Conversion from analog to digital signals approaching

Yesterday, the U.S. House of Representatives defeated a bill that would have delayed the transition of analog television signals to a new digital format until June 12. Regardless, Pagosa Country TV viewers needn’t worry about preparing for the change, whenever it comes.

Monday, the Senate voted to delay the switch from Feb. 17 to June 12, to allow consumers receiving over-the-air signals more time to obtain coupons to apply toward the purchase of a converter box. Until Jan. 5, when a government subsidy program ran out of money, eligible households received two $40 coupons. At last count, there were approximately 2.6 million people still on a waiting list to receive coupons.

A converter box transforms older analog signals to digital — a move mandated by Congress to provide public safety officials more spectrum during emergencies, while also dramatically improving picture and sound clarity. Once the transition is complete, public safety organizations will have immediate access to old TV airwaves.
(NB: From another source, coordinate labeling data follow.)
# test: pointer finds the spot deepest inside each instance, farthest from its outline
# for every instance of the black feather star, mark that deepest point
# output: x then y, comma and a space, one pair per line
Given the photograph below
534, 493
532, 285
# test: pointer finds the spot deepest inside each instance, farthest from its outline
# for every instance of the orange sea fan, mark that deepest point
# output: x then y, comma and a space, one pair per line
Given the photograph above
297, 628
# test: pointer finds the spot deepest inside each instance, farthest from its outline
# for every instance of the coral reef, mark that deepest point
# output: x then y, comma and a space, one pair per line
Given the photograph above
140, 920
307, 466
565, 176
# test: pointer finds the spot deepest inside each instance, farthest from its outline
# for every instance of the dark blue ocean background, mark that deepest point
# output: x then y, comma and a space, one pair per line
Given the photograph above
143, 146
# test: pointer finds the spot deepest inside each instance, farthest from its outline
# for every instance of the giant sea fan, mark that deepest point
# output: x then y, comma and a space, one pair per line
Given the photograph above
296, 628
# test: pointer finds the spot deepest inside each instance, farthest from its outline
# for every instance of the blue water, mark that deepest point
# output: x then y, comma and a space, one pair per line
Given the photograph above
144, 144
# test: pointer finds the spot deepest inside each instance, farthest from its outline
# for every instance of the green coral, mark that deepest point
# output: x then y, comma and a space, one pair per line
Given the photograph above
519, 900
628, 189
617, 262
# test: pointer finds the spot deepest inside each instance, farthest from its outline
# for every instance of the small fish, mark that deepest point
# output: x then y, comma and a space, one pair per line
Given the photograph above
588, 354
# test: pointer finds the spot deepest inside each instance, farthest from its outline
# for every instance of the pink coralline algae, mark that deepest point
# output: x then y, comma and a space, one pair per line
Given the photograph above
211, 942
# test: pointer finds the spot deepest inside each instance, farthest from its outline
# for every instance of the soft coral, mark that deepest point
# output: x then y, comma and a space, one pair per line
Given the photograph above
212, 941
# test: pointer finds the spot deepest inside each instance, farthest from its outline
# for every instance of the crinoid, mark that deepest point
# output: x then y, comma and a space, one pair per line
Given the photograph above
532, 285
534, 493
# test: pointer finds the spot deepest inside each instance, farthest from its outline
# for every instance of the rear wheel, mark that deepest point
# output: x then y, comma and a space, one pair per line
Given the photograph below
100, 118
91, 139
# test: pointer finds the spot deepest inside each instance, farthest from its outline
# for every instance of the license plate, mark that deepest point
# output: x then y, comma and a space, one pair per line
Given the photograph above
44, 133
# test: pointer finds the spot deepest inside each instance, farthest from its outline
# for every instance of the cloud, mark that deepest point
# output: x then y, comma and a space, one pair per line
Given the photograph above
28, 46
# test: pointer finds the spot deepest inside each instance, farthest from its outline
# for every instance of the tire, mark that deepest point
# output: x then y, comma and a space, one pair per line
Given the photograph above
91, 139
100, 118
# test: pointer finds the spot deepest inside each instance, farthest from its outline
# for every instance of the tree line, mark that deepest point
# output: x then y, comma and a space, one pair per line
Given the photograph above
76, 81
According to Senate Commerce Chairman John Rockefeller, the country is not ready to make the exchange. In fact, the Nielsen Co. estimates that 6.5 million poor, elderly and rural households relying on antennas are not prepared to receive digital signals.

The Obama Administration supported the delay, but House Republicans blocked it on Wednesday. House Democrats may attempt passage again next week, but if the measure passes, it’ll have to go back to the Senate for further consideration.

Here in the southern Rockies, television signals generally reach consumers via cable, satellite or a free over-the-air translator. As a result, local TV viewers needn’t worry about the switch.

The reason is simple. All cable and satellite providers have automatically made the change for their subscribers, and Low Power, Class A and Translator TV stations are not required to make the move at all.

Therefore, Pagosa Country TV viewers need not worry about coupons or a converter box. Only part-time residents with homes elsewhere in the country — and only those that receive over-the-air TV signals — will need a converter.